第1話

文字数 1,352文字

海で、その異様な親子を見たのは、八月も終わりに差し掛かった日の朝だった。
「おい、あれ……」
「え?」
散歩デート中、彼氏の憲吾に言われ、留美が顔を上げると、波打ち際には母親らしき女が地べたに座って赤ん坊と佇んでいた。
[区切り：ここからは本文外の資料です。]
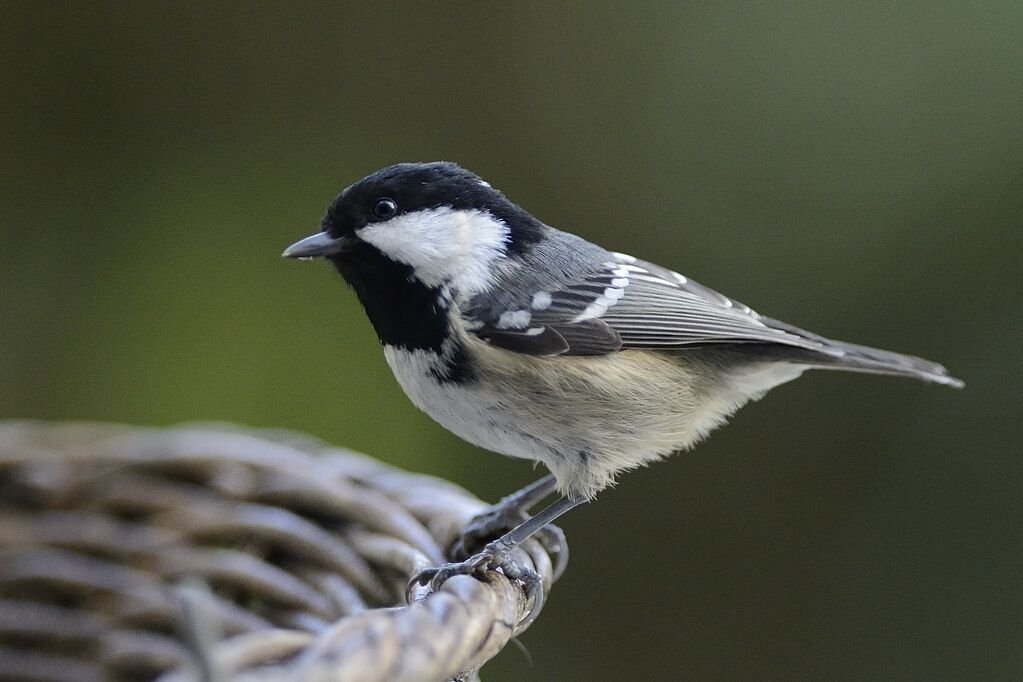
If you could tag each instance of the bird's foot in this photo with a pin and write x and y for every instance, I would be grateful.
(492, 556)
(498, 520)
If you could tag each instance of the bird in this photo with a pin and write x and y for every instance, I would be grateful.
(535, 344)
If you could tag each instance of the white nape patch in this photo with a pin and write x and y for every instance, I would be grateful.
(514, 319)
(443, 245)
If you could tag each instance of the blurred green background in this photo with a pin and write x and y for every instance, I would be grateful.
(855, 170)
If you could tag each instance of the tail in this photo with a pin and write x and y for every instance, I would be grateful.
(854, 358)
(850, 357)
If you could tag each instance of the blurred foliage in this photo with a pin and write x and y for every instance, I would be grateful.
(852, 168)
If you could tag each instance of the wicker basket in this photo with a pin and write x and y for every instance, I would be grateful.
(209, 552)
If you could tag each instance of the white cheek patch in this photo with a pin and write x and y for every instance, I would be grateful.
(443, 245)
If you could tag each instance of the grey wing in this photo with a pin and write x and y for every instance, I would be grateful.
(624, 303)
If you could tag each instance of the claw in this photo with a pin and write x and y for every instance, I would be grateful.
(491, 557)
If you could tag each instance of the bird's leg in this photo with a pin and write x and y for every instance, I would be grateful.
(496, 555)
(506, 514)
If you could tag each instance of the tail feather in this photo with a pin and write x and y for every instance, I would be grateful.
(851, 357)
(855, 358)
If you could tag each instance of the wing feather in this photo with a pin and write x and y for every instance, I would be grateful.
(626, 303)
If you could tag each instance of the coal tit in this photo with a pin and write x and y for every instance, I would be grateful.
(536, 344)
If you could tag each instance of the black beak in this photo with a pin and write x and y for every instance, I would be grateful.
(317, 244)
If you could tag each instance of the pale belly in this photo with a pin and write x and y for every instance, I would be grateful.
(586, 420)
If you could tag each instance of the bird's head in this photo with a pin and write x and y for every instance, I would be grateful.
(439, 223)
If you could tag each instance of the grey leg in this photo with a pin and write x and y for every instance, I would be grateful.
(495, 555)
(508, 513)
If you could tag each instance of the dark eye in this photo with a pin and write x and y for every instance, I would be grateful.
(385, 209)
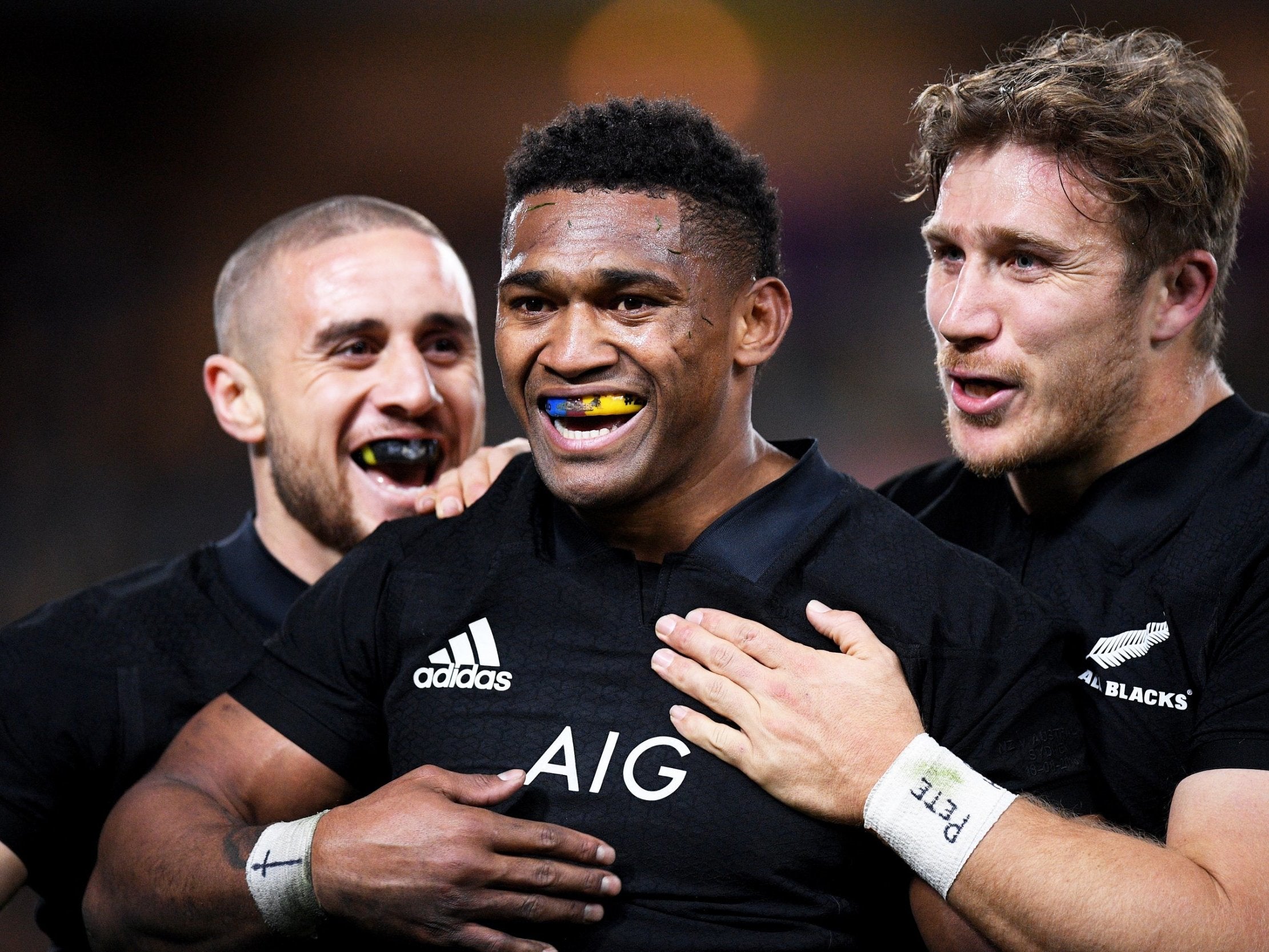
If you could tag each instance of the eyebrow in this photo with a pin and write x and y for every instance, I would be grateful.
(535, 281)
(611, 278)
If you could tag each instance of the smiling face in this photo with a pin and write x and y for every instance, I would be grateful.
(1041, 352)
(374, 338)
(603, 297)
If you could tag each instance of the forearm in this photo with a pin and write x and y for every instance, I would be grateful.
(171, 874)
(13, 874)
(1041, 881)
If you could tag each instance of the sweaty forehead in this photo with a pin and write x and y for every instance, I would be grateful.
(573, 229)
(391, 273)
(1023, 190)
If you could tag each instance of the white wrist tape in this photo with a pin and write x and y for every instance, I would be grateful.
(933, 809)
(279, 875)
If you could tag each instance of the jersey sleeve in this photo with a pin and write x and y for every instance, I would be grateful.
(58, 718)
(319, 681)
(27, 781)
(1231, 725)
(1009, 707)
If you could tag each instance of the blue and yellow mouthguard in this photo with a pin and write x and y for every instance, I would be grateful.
(605, 405)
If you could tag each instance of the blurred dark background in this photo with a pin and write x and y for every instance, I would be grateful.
(141, 141)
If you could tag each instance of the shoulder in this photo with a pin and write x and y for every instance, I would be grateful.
(445, 542)
(928, 589)
(918, 488)
(401, 553)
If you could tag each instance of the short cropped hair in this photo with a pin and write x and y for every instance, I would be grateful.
(295, 231)
(659, 146)
(1140, 118)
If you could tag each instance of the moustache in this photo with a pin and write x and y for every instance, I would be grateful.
(1009, 372)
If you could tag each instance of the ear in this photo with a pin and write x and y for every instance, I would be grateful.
(1188, 283)
(235, 398)
(766, 313)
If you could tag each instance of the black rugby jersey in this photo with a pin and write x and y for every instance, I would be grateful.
(95, 686)
(1165, 566)
(513, 636)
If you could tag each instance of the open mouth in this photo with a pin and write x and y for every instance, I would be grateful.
(981, 387)
(590, 417)
(980, 395)
(400, 462)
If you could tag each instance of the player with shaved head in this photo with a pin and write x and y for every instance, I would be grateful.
(457, 695)
(349, 367)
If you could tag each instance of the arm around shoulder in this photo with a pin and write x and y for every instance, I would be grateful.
(1041, 881)
(173, 856)
(13, 875)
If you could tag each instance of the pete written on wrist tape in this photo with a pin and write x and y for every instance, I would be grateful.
(279, 875)
(933, 809)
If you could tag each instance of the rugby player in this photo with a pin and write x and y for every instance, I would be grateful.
(341, 325)
(1088, 193)
(640, 295)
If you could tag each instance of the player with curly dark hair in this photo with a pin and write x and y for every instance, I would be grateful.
(639, 296)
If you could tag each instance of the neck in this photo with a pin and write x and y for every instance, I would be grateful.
(1163, 409)
(670, 521)
(287, 541)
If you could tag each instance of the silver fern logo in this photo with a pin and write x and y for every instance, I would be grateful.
(1113, 651)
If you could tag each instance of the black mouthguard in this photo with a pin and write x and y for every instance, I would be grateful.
(401, 452)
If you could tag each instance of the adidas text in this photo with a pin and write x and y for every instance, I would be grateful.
(460, 667)
(455, 677)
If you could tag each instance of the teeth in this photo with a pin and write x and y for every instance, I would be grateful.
(581, 434)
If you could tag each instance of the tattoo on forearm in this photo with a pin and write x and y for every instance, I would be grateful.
(239, 843)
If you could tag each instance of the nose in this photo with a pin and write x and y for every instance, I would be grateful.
(404, 387)
(962, 309)
(577, 345)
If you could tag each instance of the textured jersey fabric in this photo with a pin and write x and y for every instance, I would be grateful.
(94, 687)
(513, 636)
(1165, 566)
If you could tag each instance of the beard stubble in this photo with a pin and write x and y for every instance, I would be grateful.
(322, 504)
(1086, 399)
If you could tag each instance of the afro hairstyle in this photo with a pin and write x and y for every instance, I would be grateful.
(659, 146)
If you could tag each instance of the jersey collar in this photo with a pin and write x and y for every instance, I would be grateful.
(263, 584)
(749, 537)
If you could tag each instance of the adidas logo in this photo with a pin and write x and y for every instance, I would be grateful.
(458, 667)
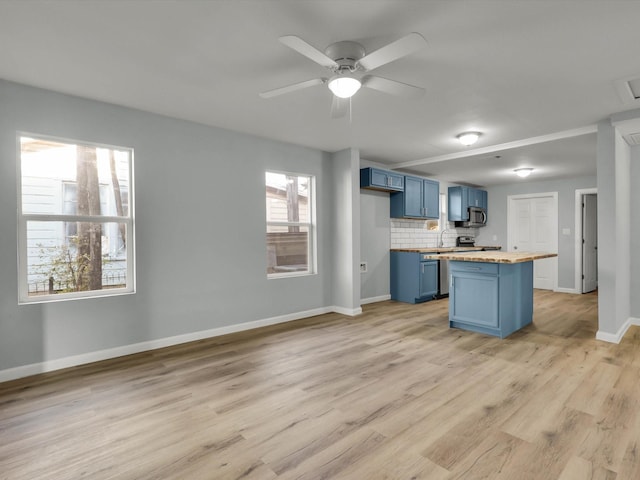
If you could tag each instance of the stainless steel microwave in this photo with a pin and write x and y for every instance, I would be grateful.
(477, 218)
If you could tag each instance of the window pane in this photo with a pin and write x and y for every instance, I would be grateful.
(287, 249)
(287, 198)
(64, 178)
(95, 258)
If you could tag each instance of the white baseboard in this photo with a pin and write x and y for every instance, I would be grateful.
(617, 337)
(379, 298)
(567, 290)
(352, 312)
(75, 360)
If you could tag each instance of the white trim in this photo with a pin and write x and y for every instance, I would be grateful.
(89, 357)
(576, 132)
(379, 298)
(580, 192)
(566, 290)
(351, 312)
(617, 337)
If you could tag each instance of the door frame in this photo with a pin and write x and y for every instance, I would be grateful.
(577, 282)
(510, 206)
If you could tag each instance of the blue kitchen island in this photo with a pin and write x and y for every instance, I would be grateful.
(491, 292)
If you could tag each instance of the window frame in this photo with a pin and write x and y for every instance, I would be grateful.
(24, 218)
(312, 260)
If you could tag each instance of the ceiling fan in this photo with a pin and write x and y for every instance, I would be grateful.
(347, 61)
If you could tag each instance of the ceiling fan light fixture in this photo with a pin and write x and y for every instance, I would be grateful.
(523, 172)
(344, 87)
(468, 138)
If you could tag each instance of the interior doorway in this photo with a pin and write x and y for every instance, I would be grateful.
(586, 240)
(533, 227)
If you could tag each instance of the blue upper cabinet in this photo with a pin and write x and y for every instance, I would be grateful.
(420, 199)
(461, 198)
(383, 180)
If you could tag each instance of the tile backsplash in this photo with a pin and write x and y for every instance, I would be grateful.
(414, 234)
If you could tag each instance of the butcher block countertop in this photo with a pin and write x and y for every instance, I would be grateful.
(445, 249)
(493, 256)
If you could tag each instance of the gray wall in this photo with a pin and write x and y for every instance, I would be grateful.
(346, 223)
(497, 218)
(200, 219)
(375, 235)
(635, 233)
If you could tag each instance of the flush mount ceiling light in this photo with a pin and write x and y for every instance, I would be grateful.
(343, 86)
(468, 138)
(523, 172)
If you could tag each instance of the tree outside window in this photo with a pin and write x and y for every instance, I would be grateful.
(75, 224)
(290, 226)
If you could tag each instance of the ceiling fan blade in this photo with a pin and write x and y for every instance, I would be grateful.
(303, 48)
(398, 49)
(392, 87)
(339, 107)
(292, 88)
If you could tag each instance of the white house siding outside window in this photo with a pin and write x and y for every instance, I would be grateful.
(75, 219)
(290, 203)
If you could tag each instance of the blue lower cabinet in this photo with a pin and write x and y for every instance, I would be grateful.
(413, 279)
(491, 298)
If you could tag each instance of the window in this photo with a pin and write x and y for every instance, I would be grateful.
(290, 224)
(75, 222)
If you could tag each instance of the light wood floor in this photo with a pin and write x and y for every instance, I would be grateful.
(390, 394)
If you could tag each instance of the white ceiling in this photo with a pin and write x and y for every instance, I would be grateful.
(511, 69)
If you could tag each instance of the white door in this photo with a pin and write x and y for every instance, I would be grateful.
(533, 227)
(589, 243)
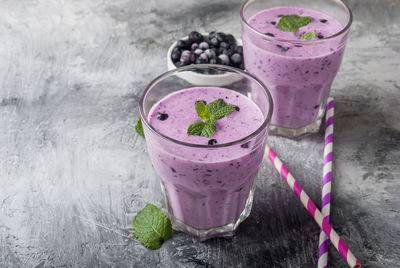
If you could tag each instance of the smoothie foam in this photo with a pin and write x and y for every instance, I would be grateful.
(206, 187)
(299, 76)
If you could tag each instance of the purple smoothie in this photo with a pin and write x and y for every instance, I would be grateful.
(298, 73)
(206, 187)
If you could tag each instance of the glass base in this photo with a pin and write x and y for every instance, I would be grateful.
(227, 230)
(313, 127)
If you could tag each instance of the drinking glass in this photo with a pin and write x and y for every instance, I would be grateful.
(208, 189)
(299, 82)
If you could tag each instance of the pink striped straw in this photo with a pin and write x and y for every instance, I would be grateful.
(312, 209)
(326, 183)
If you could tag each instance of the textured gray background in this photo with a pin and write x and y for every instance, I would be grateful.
(73, 173)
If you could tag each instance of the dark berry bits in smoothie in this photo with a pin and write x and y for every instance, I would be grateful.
(245, 145)
(162, 116)
(203, 101)
(212, 142)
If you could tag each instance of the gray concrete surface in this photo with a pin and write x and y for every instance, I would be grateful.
(73, 173)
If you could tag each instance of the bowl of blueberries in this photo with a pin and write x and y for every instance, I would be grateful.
(207, 48)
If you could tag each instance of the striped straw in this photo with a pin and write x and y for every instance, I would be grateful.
(326, 183)
(312, 209)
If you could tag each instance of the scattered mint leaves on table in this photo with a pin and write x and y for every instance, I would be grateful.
(291, 23)
(209, 113)
(152, 227)
(139, 127)
(308, 36)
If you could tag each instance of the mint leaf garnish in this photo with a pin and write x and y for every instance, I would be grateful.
(210, 113)
(139, 127)
(292, 23)
(202, 111)
(220, 108)
(308, 36)
(152, 227)
(201, 129)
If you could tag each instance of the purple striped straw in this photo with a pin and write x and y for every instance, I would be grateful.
(326, 183)
(312, 209)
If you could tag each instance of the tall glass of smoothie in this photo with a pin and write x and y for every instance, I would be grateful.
(295, 48)
(207, 180)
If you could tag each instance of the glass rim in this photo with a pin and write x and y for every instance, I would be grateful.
(263, 126)
(269, 38)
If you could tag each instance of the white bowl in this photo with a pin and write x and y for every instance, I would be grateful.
(203, 79)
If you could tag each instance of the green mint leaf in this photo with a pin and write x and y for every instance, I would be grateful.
(202, 111)
(292, 23)
(216, 105)
(308, 36)
(195, 129)
(224, 111)
(220, 108)
(152, 227)
(201, 129)
(139, 127)
(208, 130)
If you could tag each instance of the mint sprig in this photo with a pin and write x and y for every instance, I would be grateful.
(152, 227)
(291, 23)
(139, 127)
(209, 113)
(308, 36)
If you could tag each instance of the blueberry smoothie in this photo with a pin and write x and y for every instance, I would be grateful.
(297, 67)
(206, 187)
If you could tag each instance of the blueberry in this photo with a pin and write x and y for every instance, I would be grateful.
(230, 39)
(236, 59)
(211, 35)
(185, 57)
(203, 45)
(220, 36)
(177, 49)
(223, 45)
(204, 56)
(195, 37)
(245, 145)
(224, 59)
(210, 53)
(193, 57)
(162, 116)
(203, 101)
(214, 42)
(194, 46)
(239, 49)
(182, 44)
(232, 47)
(175, 56)
(200, 60)
(212, 142)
単純にそれだけなら“微笑ましい”ものであったが、女は赤ん坊を抱きかかえていなかった。
つまり赤ん坊は地べたに直接置かれ、寄せては返す小さな波にその身体を揺さぶられ続けていた。

「バカか!あの女!」
「あっ……、憲吾……!」
憲吾は留美が制止するより前に勢いよく走り出した。
そうして、ものの数十秒で女の元に辿り着くと、急いで赤ん坊を抱き上げ、女の頭上からけたたましく怒号を飛ばした。

男の怒号と赤ん坊の泣き声。
朝に何て似つかわしくない声だろう、と思いながら、ようやく留美も現場に追いつく。
しかし、それでも女は長い黒髪が水面に着いてしまうほど下を向いて座ったままで微動だにしなかった。

「おいっ!聞いてんのかよ!バカ女!」
「ちょっ……、憲吾……!」
反応が無い女に更に苛立ちが積もったのか、憲吾が砂を蹴り上げて女にぶつけたため、留美は慌てて止めに入る。
「大丈夫ですか……?すみません、カッとなると聞かなくて……」
「何でお前が謝ってんだよっ!」
「ちょ……、いいから、もう!ちょっと離れてて!」
留美が女の髪についた砂を掃ってあげ、シッシッと手を振ると、盛大な舌打ちと共に憲吾が赤ん坊を抱いたまま、やっと少し後ろに下がる。

「体調とか悪い感じですか?」
「悪い……?」
背中を擦りながら、顔を覗き込んで聞くと、ようやく少し女が反応する。そうして見えた顔は頬がこけ、眼下の隈が目立っていた。
「はい。もし悪いんでしたら、近くの病院にでも……」
「病院……」
「はい、病院」
「……」
その言葉を聞いて、女はパチ、パチと二、三度、覚醒のような瞬きをした後、突然立ち上がり、奇声を上げて動き出した。

「んあああああああ!!
「えっ……、ちょ……!」

女は憲吾の方に向かう。
猪のように、ただ真っ直ぐ。

「憲吾っ!!
「あ?」
留美の声に振り返った時にはもう遅かった。
女は憲吾に飛びつくと、その髪の毛を束ごと毟り取ってしまうのではないかと思う程に乱暴に引き回し、憲吾の膝を地面につかせた。憲吾も反撃したい所であったが、赤ん坊を抱えて両手の自由が利かず、そうもいかない。
「おい!バカ、やめろ!クソ女っ!」
「憲吾っ、赤ちゃん……!離して!返してあげて!」
留美が叫ぶ。
その声に渋々従うように、憲吾がそっと赤ん坊を地面に下ろすと、女は急いで両手で赤ん坊を拾い上げ、先程の緩慢さが嘘のようなスピードで浜辺を走り抜けていった。

「だ、大丈夫?憲吾」
「これが大丈夫に見えるか?!……お前さぁ、ボーッと見てないで、さっさと助けろよ!バカッ!」
「……ごめん」
「本当、役立たねぇな」
頭部を擦りながら、憲吾は留美を睨み倒す。
「……どうする?追いかける?」
恐る恐る留美が聞くと、最早興味を失ったのか憲吾は唾でも吐きかけてきそうな冷たい態度で留美に言い放った。
「もういいだろ。人が親切で助けてやったのに頭狂ってんだ、あのバカ女。関わるな」
「……そう」
留美は女が走り去っていった方を少し眺めた後、不機嫌そうに砂を蹴るようにして歩く憲吾の後ろを、遅れぬように早足で追って付き従った。